The minor-league hockey arena looks like it’s conducting a minor-league swindle. But in the major leagues, the beer ripoffs grow more substantial and the subterfuge more nefarious.

By contracting with a single vendor, stadiums and arenas ensure exorbitant pricing for beer. Unlike outside the park, where bars compete for the allegiance of patrons, a one-size fits all pricing scheme rules individual beers inside the massive sports bars. Team Marketing Report placed Fenway Park as the most expensive barroom in the major leagues at 60-cents per ounce of beer. That’s more than double what Steelhead fans pay for their 16-ounce beers in Idaho. Angel Stadium proved the cheapest in the majors at 28-cents an ounce. The Street.com pegged the average cost per ounce in NFL stadiums at 41 cents. Lucas Oil Stadium charged fans the most–$7 for a 12-ounce beer, or 58 cents an ounce. NHL prices ran from 33 cents an ounce at Washington’s Verizon Center to 72 cents an ounce in Madison Square Garden.

Many venues don’t divulge that the inflated prices pay for a deliberately watered down beer–more dollars, less alcohol. A report a few years back by Michael Stetz of the San Diego Union-Tribune explored the widespread use of “stadium kegs,” special beer delivered to sports venues containing lower alcohol by volume. The paper discovered that at Petco Park Budweiser Select, Miller Lite, and Miller Genuine Draft ran 3.2 percent alcohol by volume, a little less than most light beers and much less than the 4 percent that standard Budweisers contain outside of such parks. “Padres officials say lower-alcohol beer, like higher prices, is part of an ‘alcohol management plan,’ meant to keep fans from overindulging,” the Union-Tribune reported. “They also say it’s common practice in the sports industry and hardly limited to Petco.”

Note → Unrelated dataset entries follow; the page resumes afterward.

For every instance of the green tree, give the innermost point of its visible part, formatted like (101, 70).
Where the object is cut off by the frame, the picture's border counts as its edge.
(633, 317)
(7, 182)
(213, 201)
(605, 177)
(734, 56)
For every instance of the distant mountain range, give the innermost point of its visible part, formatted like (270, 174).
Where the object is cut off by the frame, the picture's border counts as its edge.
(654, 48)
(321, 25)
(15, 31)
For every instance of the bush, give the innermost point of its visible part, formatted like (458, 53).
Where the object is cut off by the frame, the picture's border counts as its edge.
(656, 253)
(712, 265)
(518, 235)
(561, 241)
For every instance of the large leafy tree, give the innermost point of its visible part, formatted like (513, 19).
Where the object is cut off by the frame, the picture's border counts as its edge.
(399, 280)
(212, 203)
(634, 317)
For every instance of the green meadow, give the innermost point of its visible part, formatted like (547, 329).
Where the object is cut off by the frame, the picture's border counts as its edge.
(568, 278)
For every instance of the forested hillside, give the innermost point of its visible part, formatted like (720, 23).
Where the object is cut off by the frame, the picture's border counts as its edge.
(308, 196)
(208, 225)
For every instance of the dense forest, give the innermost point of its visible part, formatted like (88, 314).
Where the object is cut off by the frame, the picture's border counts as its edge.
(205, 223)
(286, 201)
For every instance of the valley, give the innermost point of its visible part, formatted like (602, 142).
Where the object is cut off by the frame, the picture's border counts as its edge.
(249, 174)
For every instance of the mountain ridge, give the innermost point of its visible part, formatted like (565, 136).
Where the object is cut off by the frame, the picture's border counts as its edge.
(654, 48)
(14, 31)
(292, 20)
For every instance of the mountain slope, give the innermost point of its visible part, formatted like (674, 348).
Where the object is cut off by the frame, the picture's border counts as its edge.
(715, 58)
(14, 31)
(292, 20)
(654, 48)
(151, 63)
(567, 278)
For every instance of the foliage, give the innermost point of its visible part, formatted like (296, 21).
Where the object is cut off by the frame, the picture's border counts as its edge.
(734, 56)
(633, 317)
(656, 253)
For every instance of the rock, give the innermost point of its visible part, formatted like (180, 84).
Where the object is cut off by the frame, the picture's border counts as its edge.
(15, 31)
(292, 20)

So who else does it? Like CenturyLink’s proprietors, they won’t tell until somebody catches them. They certainly won’t advertise “watered down beer” when fans fork over fifteen dollars for a big-league big beer.

Heath Forsey and Gwen Hibbs, though not part of the class-action lawsuit against CenturyLink arena, remain committed to exposing the truth about the Great Idaho Beer Ripoff through social media. “Every time you buy a large beer you’re paying $3 more for the same amount of beer,” Hibbs informs on YouTube. “Come on, CenturyLink, that’s a total ripoff!”